No vamos a historiar las controversias que se han suscitado durante varios siglos hasta hoy. Dos años después de rechazar de plano los relatos de la tradición, Sabatier cambió totalmente de parecer; y fue el primero, entre los contemporáneos, que, planteando científicamente la cuestión sobre códices antiguos, publicó conclusiones definitivas a favor de la autenticidad histórica de la concesión de la Indulgencia por Honorio III a San Francisco. Los numerosos estudios publicados después de Sabatier han aportado poca luz sobre la materia; se limitan, en lo fundamental, a repetir sus argumentos. Solamente Fierens reanudó la labor de Sabatier con verdadera amplitud y espíritu científico, arribando por diversos caminos, con diferente coordinación de los códices manuscritos, a la misma conclusión definitiva: «El núcleo histórico de toda la floración legendaria de la Indulgencia de la Porciúncula se halla en la entrevista de San Francisco con el Papa Honorio III en Perusa, el año 1216».

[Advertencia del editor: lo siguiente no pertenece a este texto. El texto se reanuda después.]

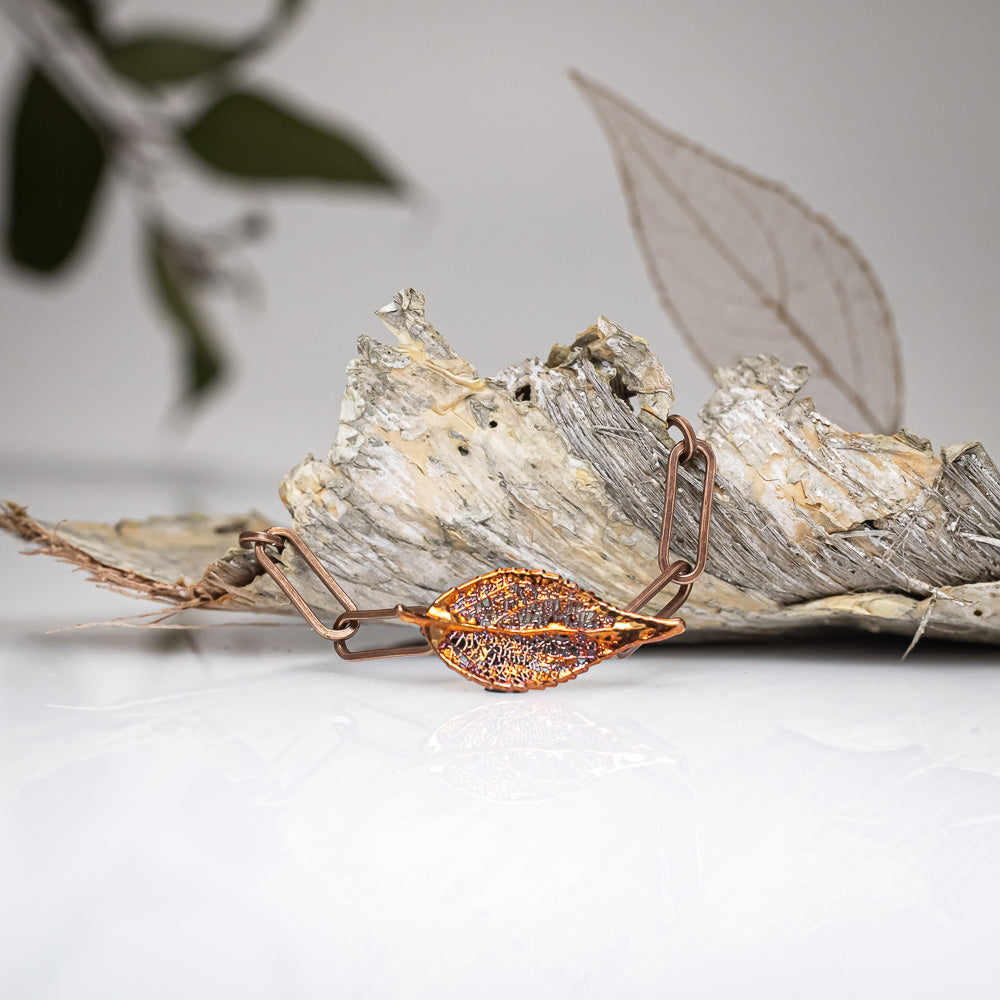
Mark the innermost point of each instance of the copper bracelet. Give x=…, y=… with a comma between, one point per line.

Los fundamentos históricos de la autenticidad son:

1.º Testimonio notariado de fray Benito de Arezzo y de su compañero fray Rainerio de Mariano de Arezzo, en 1277: afirman haber oído de fray Masseo de Marignano el relato de la concesión de la Indulgencia, siendo el mismo Masseo el que acompañó a San Francisco a Perusa cuando se presentó a Honorio III y consiguió de él esa gracia.

2.º Testimonio de Pedro Zalfani de haber asistido él mismo a la consagración de Santa María de la Porciúncula y oído predicar a San Francisco delante de siete obispos, anunciando a todo el pueblo la Indulgencia.

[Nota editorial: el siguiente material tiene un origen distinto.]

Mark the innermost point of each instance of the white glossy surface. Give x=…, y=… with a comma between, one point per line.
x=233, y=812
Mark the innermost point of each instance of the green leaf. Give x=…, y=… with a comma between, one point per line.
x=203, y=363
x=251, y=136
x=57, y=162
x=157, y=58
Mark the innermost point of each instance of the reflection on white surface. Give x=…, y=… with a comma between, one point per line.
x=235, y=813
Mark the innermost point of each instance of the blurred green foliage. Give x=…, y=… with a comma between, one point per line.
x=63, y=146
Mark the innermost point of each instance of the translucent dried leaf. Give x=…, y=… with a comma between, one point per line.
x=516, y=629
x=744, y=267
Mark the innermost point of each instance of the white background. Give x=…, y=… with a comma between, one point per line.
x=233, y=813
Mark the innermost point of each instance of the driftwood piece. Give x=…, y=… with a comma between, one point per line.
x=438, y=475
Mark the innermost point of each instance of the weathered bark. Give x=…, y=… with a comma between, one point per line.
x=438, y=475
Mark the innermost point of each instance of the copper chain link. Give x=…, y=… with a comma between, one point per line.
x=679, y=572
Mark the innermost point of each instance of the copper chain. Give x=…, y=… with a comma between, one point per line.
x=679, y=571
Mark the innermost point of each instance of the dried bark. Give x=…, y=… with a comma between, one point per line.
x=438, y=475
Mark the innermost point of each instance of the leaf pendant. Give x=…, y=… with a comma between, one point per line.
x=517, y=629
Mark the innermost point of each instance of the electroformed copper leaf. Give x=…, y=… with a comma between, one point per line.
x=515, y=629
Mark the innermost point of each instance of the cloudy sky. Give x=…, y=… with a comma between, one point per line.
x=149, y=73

3.º Testimonio de Jacobo Coppoli de haber oído, delante de testigos que nombra, a fray León, compañero del Santo, afirmar firmemente la verdad histórica de la concesión.

Estos tres testimonios, con otros varios que dicen lo mismo, se funden en el relato del obispo Teobaldo, hacia 1310. Los partidarios de la autenticidad refuerzan su opinión con el testimonio del beato Francisco de Fabriano, quien asegura de sí mismo que fue a Asís en agosto de 1268 a lucrar el Perdón de la Porciúncula. Otro de los testimonios autenticados es el del beato Juan de Alverna, personaje celebérrimo de las Florecillas: su relato confirma el de fray Benito y fray Rainerio de Arezzo, aportando más testigos.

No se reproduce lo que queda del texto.